An interesting observation from some of the ESXi VMkernel Engineering team was that my VMkernel log contained a large number entropy errors:
NRandomHwrng: 246: Out of entropy, refreshing
The engineering team suspected that these entropy issues could actually be the root cause of the issues I had observed, especially as they have seen something simliar in another case when entropy requests fail.
To confirm this theory, an RDSEED (CPU instruction for random number generation) speed test was created by Engineering to compare it across some AMD Zen 3 and Zen 4 systems that team had accessed to.
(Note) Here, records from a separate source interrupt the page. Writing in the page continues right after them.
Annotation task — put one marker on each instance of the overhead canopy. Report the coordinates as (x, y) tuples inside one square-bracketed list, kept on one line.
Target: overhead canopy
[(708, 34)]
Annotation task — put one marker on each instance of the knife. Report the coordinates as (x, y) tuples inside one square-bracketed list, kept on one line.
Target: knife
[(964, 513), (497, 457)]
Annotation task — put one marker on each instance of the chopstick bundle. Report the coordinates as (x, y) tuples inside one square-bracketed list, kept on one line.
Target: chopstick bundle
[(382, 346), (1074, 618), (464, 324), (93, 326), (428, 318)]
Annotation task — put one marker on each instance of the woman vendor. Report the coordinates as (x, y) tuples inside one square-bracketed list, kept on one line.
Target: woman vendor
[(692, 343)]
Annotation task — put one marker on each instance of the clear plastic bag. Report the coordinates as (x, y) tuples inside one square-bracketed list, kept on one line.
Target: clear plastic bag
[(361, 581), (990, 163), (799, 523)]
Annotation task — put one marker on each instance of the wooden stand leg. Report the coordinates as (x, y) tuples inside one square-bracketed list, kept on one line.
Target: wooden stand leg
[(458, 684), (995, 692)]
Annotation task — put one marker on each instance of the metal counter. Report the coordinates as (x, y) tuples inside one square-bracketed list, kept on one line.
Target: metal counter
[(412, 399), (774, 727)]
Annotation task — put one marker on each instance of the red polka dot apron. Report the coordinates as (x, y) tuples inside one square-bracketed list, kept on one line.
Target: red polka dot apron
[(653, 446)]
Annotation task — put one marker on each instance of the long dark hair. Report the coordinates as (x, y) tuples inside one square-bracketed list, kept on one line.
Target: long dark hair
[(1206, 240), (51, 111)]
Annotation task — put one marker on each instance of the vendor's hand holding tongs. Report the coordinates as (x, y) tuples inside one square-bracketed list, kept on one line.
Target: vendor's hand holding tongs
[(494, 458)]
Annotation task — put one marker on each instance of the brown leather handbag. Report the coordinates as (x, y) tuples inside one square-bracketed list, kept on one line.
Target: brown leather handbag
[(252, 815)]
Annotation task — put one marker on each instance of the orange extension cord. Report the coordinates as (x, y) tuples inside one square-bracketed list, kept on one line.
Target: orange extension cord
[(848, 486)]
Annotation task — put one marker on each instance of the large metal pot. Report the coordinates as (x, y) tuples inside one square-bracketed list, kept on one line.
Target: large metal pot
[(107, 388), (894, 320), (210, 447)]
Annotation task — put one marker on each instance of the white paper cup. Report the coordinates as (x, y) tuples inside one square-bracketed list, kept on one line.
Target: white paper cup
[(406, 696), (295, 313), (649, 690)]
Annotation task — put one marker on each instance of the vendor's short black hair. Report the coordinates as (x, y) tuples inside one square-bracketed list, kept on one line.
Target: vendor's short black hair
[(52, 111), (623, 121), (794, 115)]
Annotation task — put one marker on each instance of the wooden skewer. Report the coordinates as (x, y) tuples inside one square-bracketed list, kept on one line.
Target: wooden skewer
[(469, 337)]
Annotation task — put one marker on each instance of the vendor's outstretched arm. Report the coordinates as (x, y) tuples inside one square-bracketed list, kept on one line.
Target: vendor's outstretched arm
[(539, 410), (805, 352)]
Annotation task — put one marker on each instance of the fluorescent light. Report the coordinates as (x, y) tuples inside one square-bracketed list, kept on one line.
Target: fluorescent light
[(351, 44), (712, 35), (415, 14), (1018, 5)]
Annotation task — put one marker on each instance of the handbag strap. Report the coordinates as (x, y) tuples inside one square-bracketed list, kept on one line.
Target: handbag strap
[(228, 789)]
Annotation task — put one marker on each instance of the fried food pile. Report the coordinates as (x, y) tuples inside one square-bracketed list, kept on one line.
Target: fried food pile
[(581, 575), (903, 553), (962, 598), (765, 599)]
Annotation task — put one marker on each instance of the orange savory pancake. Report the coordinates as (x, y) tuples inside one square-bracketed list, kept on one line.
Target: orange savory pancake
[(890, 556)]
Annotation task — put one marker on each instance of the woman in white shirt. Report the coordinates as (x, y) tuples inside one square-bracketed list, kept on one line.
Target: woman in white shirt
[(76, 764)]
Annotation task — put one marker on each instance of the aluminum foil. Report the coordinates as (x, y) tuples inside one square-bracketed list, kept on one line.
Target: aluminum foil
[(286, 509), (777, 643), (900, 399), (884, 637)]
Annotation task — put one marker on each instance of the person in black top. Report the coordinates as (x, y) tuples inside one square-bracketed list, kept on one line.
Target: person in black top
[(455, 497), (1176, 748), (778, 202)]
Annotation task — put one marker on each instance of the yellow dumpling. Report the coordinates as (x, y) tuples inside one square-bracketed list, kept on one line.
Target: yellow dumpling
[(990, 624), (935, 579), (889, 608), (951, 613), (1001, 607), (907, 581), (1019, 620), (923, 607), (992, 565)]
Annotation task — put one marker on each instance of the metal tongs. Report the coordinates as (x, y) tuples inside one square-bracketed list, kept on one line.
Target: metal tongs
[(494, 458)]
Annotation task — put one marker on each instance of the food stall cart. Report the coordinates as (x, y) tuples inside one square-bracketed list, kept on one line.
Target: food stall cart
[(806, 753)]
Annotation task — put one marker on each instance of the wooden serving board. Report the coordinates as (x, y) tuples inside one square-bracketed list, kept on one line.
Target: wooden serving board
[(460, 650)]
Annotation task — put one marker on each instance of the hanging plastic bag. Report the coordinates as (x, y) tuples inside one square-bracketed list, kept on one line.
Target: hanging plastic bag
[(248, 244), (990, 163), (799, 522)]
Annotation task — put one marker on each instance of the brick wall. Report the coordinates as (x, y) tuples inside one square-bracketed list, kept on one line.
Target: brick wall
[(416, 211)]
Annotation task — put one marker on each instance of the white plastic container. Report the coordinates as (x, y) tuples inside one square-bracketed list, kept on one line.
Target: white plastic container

The result was that the Zen 4 CPU was much slower (50x) in generating entropy requests and also had higher failure rate compared to Zen 3 processors.
Note: Simliar slowness has also been observed on Zen 5 CPUs, so the issue is not limited to just Zen 4 processors.
This certainly explains the issue as I was using a Minisforum MS-A2 with AMD Ryzen 9 7945HX for my VMware Cloud Foundation (VCF) environment, which is a Zen 4 based system!
Fortunately, ESX has support for multiple entropy sources and while RDSEED is the default, if your physical processor supports it, we can fall back on other options to workaround this issue.
SSH to your ESX host or remotely call ESXCLI (via PowerCLI as example) and update entropy sources to using interrupts, which is the recommendation from Engineering:
esxcli system settings kernel set -s entropySources -v 1
You will need to reboot the ESX host for the change to go into effect.
Note: This also applies to Nested ESX VMs running on an AMD Zen 4/5 system
Not only does this resolve the high CPU utilization that I had observed, especially when you start running more VMs configured with larger number of vCPUs (12-24), but it has also brought down the overall CPU utilization of the ESX host from my testing.
Whether you are an MS-A2 owner or running other AMD-based Ryzen systems, this is something you will definitely want to configure to make sure it is operating as efficiently as possible!
Were you experiencing any host crashes with this issue? I experience some random crashes on my Gmktec K8 and find these log entries too but no matter what I try - i cannot resolve.
It didn’t get that bad, host CPU was 100% and starved hostd, but depending on load, I wouldn’t be surprised. If fix doesn’t help, it’s possible it’s HW issues
Yeah unfortunately the entropy log entries are probably a red herring for me as I disabled entropy but I still receive intermittent crashes. Tried different RAM, and NVMe but still issues! No PSOD either, just straight reboot.